For each question, draw a diagram and write a division equation.

- 6 cups of flour make 4 batches of cupcakes. How many cups of flour in one batch?
- 2 cups of flour make $\frac23$ of a batch of bread. How many cups of flour in one batch?
- $1\frac{1}{4}$ cups of flour makes $\frac12$ a batch of rolls. How many cups of flour in one batch?

## IM Commentary

The purpose of this task is to help students extend their understanding of multiplication and division of whole numbers to multiplication and division of fractions. In grade 5, students

- multiply two fractions together and learn that a fraction times a number can be interpreted as that fraction of the number,
- divide two whole numbers with a non-whole number quotient, and
- divide a whole number by a unit fraction and a unit fraction by a whole number.

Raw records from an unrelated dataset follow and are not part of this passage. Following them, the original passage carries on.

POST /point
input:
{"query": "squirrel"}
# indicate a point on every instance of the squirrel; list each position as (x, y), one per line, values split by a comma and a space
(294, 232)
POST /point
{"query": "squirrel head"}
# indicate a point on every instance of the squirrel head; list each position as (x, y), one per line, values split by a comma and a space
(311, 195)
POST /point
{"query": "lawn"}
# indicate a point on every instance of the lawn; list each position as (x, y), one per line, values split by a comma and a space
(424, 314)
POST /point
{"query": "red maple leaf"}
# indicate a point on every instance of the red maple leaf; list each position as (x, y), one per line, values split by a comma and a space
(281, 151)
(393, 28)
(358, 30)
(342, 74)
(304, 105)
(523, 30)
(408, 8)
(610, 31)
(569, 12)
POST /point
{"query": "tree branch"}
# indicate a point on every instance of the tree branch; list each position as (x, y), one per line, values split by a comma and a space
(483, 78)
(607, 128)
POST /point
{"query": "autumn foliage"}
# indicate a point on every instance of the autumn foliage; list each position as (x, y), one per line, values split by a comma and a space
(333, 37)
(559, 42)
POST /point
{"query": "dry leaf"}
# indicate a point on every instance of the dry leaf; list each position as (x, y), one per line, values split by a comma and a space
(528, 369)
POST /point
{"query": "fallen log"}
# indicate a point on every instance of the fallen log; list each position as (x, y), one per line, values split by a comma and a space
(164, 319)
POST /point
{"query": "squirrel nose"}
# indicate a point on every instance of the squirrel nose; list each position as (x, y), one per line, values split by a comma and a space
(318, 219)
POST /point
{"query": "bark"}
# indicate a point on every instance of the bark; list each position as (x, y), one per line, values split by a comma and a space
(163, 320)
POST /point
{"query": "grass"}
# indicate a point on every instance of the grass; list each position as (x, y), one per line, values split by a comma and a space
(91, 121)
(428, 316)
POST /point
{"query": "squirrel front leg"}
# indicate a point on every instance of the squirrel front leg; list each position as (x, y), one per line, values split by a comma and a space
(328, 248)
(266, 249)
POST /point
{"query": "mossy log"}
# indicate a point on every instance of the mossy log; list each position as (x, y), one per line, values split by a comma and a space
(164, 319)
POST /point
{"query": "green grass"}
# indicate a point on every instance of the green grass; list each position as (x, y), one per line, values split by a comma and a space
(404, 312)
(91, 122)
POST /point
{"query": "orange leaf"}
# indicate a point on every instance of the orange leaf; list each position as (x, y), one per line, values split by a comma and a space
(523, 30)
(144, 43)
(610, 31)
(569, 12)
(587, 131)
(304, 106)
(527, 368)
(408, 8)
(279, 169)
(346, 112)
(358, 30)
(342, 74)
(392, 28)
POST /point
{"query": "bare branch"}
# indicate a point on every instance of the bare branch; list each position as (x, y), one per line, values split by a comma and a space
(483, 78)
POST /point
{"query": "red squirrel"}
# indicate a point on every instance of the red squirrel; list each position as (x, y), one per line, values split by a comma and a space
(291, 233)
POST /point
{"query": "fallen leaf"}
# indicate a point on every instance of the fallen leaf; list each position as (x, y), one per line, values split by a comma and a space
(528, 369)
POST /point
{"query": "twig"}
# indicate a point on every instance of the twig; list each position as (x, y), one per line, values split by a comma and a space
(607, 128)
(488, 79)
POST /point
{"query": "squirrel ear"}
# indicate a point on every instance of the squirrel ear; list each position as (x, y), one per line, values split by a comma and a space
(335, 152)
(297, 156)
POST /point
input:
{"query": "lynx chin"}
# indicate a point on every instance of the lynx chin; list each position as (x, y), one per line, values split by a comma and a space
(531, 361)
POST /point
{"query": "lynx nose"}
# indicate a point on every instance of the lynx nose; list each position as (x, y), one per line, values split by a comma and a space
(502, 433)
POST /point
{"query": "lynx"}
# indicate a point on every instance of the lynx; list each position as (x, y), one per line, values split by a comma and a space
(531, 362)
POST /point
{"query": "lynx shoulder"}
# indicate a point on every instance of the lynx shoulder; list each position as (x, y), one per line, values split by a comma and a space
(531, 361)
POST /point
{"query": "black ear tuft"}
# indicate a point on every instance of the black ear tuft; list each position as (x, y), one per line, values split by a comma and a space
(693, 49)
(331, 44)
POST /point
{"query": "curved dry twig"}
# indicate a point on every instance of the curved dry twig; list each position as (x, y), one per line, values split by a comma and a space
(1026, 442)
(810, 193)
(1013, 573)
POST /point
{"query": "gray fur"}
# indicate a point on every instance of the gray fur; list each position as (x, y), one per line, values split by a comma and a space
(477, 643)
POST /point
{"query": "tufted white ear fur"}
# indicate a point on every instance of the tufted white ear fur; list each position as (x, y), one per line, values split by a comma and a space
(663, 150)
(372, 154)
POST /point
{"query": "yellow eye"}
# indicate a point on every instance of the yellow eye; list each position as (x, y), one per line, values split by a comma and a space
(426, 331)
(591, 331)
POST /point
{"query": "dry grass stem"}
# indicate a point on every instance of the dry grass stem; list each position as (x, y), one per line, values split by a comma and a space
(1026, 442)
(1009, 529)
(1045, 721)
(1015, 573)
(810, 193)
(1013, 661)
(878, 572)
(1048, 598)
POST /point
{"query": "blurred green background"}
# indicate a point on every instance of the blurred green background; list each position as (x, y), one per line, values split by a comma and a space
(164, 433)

Notably, all of the division students do in grade 5 can be supported by an understanding of a whole number of groups. The big shift in grade 6 is that students tackle division contexts that involve a fractional number of groups.

The task does not ask students to find the quotient since the task is more about learning how to represent the situation, but teachers might choose to ask students to find or estimate the quotient, if desired.

This task helps students see how to represent *How Much in a Group?* contexts with division equations. It's designed to be used along with the task How Many Batches/What Fraction of a Batch? which covers the *How Many Groups/What Fraction of a Group?* situation.

To offload some of the tedium of drawing diagrams so that students can focus on thinking about sizes and numbers of batches, teachers might offer some printed templates for students to work on.